The second incident involved a photograph of my great grandparents headstone. Yes, I did request through Find-a-Grave that someone photograph the memorial for me – though in the future I’ll organise it myself – and a photographer snapped it for me. When checking out the shot, I noticed that to the right, and in shot, another Barron memorial. I cropped the picture, and added the edited photograph to his memorial on the site. Naturally, within the hour, the photographer contacted me, reminding me that the photo was hers, and I was in breach of the apps photographs policy. I apologised, and removed the “offending” photo’s. But then I started thinking about it. I am the first to acknowledge the intellectual property rights of artists, and perhaps that is what niggles me! It s not as though she had photographed her own families graves. Again, this was a memorial with no connection to her whatsoever, total strangers who are nothing more than hames carved into stone. In a just world, the copyright on these types of ohotographs would be turned over – lock, stock & barrel – to the family of the graves photographed. I feel it is only just to do so, instead of blithly crying thief, and grasping control of the material.
Everybody involved in the distribution of family history information and documents greedily has their hands out these days. Anything advertised as “free” will only give you the bare bones. If you want the body and soul…fork out the money, honey! Even to look and see if there is any material pertaining to your family will cop you a fee on some sites. If there are records being held, it will cost you even more. Subscriptions to genealogy sites like Ancestry don’t come cheap, and often come with a catch 22. I subscribe to record collections of Australia and United Kngdom on Ancestry. Very little of my family history resides in America, and to add America to my subscription adds a lot to its cost, with little value, in my view. So I get my records from Australa and the UK within my monthly fee, but for any of the rest of the world I pay per record – which can be anything from $1.49 to $2.49 per record. In the meantime, Ancestry has access to all the information that goes onto my tree – for which they pay…zilch!

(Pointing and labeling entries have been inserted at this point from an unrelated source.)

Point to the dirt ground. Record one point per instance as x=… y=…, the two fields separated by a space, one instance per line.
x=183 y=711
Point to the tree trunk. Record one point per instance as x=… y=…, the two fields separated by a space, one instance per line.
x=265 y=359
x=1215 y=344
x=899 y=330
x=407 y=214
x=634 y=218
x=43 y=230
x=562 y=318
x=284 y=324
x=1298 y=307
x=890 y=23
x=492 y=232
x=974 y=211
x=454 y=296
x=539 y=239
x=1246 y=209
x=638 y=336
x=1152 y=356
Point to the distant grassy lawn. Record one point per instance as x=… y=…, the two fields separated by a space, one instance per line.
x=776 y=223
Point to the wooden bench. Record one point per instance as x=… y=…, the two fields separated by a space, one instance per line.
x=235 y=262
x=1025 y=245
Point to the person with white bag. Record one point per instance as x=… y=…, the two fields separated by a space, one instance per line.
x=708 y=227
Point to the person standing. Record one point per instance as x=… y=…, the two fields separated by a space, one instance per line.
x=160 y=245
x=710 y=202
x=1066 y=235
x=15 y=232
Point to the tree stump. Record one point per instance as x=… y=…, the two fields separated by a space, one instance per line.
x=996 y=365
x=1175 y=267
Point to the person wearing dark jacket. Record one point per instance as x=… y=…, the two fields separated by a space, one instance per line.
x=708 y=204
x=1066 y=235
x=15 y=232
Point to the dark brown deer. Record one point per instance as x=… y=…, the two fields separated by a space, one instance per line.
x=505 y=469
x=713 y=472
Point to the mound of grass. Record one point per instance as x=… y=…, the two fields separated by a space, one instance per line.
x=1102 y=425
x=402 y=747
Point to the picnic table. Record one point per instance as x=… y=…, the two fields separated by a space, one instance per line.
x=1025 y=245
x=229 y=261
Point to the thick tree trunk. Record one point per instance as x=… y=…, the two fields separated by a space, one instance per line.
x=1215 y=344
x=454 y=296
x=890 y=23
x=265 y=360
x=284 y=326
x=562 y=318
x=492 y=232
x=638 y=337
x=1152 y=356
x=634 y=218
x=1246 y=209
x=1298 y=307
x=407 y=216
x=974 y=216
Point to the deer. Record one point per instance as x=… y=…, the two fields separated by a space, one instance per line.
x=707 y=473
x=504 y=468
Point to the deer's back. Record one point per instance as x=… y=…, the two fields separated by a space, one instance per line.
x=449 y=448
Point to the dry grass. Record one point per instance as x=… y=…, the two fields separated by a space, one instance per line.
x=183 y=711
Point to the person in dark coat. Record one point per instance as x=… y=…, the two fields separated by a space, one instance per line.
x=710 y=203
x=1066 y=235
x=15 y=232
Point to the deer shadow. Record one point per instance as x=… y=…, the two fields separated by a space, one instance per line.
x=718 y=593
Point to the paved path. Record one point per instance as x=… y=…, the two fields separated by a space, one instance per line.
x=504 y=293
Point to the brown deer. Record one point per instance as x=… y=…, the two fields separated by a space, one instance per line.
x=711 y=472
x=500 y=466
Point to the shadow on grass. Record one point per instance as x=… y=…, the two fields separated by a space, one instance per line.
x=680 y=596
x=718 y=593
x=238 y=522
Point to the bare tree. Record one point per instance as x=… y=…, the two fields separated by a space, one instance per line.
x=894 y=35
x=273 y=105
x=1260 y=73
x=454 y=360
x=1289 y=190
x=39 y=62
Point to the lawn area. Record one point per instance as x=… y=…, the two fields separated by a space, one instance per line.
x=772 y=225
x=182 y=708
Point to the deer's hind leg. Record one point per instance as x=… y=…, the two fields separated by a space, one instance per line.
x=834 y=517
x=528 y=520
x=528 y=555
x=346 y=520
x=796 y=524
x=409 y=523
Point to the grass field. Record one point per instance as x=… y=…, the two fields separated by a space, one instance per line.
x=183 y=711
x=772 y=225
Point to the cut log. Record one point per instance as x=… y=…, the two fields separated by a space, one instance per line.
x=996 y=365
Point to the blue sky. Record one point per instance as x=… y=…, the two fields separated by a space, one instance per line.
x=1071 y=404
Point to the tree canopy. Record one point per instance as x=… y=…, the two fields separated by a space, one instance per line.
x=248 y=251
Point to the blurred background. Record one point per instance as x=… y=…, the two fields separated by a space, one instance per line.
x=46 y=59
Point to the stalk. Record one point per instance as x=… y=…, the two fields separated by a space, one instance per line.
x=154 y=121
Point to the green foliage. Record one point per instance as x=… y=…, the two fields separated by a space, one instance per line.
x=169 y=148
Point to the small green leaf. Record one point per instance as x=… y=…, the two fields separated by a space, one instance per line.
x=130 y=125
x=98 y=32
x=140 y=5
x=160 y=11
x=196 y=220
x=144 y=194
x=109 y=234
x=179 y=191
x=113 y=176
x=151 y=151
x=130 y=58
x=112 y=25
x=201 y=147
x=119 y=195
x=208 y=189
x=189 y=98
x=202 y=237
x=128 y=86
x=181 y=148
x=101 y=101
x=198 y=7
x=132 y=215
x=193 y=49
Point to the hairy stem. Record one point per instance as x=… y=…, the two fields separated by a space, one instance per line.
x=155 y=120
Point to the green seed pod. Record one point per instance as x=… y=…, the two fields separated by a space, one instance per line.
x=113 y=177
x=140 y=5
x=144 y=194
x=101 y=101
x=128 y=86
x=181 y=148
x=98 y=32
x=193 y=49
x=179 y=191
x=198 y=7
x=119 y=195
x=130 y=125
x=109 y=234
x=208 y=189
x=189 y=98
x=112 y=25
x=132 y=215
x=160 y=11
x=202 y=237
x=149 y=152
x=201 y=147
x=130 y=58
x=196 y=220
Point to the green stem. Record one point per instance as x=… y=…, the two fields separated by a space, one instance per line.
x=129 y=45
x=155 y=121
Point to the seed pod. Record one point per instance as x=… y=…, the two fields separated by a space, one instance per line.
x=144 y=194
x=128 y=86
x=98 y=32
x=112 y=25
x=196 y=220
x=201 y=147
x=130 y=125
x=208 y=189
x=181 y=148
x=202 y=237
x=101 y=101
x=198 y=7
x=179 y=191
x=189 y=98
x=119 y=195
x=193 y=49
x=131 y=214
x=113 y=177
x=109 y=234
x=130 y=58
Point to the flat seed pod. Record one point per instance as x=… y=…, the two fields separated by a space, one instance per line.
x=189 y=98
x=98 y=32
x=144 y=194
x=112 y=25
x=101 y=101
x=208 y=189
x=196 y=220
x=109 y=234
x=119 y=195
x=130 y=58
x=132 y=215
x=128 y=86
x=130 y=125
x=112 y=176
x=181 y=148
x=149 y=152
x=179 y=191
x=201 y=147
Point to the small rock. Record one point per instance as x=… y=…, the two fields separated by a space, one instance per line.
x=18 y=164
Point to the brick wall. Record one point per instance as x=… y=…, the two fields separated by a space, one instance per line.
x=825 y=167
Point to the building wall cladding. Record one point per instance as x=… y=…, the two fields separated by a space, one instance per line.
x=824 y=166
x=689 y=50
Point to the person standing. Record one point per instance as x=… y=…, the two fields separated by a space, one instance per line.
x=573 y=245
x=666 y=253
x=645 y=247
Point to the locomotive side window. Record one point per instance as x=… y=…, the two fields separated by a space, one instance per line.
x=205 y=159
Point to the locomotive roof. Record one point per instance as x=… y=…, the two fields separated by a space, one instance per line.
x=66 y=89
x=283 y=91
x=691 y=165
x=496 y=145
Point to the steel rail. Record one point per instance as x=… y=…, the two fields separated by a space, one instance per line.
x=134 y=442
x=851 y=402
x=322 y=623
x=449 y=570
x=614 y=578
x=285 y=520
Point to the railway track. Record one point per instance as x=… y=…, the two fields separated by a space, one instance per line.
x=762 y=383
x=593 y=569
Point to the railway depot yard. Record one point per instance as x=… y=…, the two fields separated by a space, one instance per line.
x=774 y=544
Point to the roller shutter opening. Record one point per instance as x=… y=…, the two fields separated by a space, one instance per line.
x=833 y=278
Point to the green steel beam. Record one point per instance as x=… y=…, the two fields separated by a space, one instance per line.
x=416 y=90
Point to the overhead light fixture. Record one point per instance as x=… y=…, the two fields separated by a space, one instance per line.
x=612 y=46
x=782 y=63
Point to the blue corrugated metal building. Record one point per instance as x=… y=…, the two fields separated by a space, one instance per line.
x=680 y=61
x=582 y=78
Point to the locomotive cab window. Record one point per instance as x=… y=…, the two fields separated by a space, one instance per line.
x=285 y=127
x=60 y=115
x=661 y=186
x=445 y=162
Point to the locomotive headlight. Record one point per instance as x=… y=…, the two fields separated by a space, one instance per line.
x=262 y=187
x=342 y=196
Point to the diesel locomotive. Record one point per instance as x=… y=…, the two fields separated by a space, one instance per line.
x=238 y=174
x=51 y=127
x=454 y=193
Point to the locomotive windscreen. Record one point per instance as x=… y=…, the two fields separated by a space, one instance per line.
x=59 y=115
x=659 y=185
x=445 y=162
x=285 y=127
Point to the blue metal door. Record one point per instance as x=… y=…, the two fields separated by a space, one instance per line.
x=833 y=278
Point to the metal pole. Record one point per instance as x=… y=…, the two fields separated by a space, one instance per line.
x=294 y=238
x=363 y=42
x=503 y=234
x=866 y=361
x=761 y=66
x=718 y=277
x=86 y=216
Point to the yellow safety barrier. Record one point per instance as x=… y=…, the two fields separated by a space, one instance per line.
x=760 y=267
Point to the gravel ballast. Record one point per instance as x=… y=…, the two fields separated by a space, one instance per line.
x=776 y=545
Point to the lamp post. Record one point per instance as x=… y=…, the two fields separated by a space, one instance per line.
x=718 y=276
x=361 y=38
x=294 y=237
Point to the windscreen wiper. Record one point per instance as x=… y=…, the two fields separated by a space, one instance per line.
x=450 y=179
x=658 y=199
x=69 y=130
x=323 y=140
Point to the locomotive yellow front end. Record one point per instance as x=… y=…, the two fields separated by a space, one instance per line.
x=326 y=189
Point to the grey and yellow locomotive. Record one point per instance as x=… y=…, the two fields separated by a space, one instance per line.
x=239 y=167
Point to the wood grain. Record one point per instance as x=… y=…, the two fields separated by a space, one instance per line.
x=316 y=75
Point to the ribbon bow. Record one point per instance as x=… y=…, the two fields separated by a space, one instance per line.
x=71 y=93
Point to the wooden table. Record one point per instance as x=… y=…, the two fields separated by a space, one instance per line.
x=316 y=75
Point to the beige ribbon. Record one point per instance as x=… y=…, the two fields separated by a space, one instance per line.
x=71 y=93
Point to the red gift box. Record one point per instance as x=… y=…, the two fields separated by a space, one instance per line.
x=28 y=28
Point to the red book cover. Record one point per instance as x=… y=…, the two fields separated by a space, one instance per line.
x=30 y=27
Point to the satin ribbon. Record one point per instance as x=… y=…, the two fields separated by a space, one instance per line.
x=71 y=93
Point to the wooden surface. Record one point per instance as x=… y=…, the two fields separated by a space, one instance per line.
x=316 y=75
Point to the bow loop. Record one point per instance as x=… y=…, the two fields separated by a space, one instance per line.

So, it would appear that we don’t own any of our family history, except that that can be added from personal or family recollection. It would appear that our families are owned by bureaucrats, big business, ancestry sights, photographers, apps, and just about anyone else who can make a quid out of it. There are even people with family tree’s who think that those accessing information from it should pay! For the record – if you want information from mine…help yourself. If others can benefit from my research, then good!
In many respects, it us appalling that others can lay claim to our family name, our family history. It is appalling that we often have to say “no” to accessing a snippet of information, as the cost is too high. Unfortunately, we live in a greedy, grasping world. Our relatives would literally “turn in their graves” if they knew. Just as well they don’t!